3件のコメント “「福島ではどこが問題だったのか、社会的な意思決定、制度の問題も明らかにした上で改善しないと、我々人類の子孫は生存の危機に直面する」 ~岩上安身による泉田裕彦新潟県知事インタビュー

  1. すばらしいインタヴューです。第2次大戦と原発事故は、国民が見捨てられたという点で酷似しています。日本の政府は、基本的に自分たちが親分、国民は子分、いや奴隷くらいにしか見なしていないのではないでしょうか。それで盛んに「日本を取り戻す」と連呼なさる意味も解明します。平等、自由、基本的人権を国民に保証する今の憲法を嫌悪なさるのも当然。泉田知事のお考えをもっと伺いたいです。今の日本で極めて稀有な、高潔な人格の持ち主であられることはこの短いインタヴューでもよくわかりますが、これだけでは勿体ないです。

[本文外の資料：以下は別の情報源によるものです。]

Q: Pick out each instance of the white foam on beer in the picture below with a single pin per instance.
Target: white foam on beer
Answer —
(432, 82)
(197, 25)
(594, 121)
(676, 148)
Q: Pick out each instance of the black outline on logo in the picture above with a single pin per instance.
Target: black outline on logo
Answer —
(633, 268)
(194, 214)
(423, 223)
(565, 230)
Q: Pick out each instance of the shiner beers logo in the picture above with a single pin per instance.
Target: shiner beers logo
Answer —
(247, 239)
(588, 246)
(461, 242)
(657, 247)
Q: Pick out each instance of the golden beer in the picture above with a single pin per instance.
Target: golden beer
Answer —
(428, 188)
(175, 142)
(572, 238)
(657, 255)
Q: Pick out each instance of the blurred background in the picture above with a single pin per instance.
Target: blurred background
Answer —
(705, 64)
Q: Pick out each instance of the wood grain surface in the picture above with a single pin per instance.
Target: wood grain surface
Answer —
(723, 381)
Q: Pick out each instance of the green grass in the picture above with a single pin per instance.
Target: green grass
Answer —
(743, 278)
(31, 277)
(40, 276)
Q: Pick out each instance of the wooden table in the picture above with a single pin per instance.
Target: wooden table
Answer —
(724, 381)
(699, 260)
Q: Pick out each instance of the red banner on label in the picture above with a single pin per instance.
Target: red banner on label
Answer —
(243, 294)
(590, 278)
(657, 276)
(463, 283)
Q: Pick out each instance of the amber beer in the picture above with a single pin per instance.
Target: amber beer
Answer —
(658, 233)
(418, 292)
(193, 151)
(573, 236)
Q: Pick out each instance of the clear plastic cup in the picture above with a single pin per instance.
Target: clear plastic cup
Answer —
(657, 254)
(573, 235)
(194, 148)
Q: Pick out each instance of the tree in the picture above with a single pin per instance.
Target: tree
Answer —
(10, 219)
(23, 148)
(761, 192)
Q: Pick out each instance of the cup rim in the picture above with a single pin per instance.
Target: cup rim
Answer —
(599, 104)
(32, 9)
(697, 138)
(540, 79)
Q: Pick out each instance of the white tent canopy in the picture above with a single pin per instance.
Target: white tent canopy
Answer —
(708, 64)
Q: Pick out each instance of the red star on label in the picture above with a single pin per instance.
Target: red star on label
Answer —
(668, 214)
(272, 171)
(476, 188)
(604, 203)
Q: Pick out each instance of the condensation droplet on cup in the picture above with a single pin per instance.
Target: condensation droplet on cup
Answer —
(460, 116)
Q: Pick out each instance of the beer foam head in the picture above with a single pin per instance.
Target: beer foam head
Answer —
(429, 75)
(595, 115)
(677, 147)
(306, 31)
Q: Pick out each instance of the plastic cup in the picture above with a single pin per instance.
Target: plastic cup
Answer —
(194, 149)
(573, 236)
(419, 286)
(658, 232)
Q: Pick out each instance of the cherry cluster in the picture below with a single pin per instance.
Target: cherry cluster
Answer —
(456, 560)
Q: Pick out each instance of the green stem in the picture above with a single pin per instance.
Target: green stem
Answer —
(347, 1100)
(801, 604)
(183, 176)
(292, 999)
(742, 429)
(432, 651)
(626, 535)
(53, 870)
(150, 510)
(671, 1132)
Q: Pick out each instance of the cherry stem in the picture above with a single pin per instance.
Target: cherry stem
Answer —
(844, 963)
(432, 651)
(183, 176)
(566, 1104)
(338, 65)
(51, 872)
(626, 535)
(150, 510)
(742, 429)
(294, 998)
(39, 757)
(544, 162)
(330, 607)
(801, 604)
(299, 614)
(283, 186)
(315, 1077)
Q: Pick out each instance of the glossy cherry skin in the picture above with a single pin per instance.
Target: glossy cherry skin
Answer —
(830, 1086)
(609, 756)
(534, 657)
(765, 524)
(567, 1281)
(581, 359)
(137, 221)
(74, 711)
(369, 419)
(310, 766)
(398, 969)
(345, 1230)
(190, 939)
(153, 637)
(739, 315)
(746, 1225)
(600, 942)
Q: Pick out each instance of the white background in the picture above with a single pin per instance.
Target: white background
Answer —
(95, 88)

  2. 事故原因の究明、責任の明確化は避けて通れません。ウヤムヤにすることは絶対に許されません。泉田知事の頑張りには敬意を表します。他の原発立地県の知事、また柏崎、刈羽の議会も原発マネーに抱き込まれています。悔しいです。恥を知れ!です。規制委員会も何とか再稼働に道筋をつけようとしてますね。
    今月15日には再び、日本の原発稼働ゼロになります。原因も究明されてないのに再稼働は許されません。何のために巨大なリスクを冒さねばならないのでしょうか?泉田さんのいうように我々の子孫のためにも今頑張らねばと思います。

  3. 泉田知事が働きかけで、今回の福島原発事故の半年前に、福島にも免震重要棟が出来ていたという件は、何処からも知らされていませんでした。
    泉田知事は、東日本全滅の事態を防いで下さった大恩人です、大感謝です。
    (只、此処での文言からでは、東電が、泉田知事に柏崎刈羽原発に免震重要棟を作らされたついでに、自主的に福島にも重要棟を建設したとも解釈できるので、福島に作ったのもやはり泉田知事の働きかけの結果であるか否かをはっきりと、書いて下さることをお願い致します)
    いずれにしましてもて、
    東電は”泉田知事の働きかけのお蔭で、福島にも免震重要棟を作っておいたため、何とか今回の事故対応が出来ました。
    なにしろ、オフサイトセンターは全く使い物にならなかったのですから・・・”と
    東電は泉田知事にお礼の挨拶に伺ったのでしょうか?!
    泉田知事は私達の大恩人であります。
    この事実をもっともっと多くの方々に発信したいものです。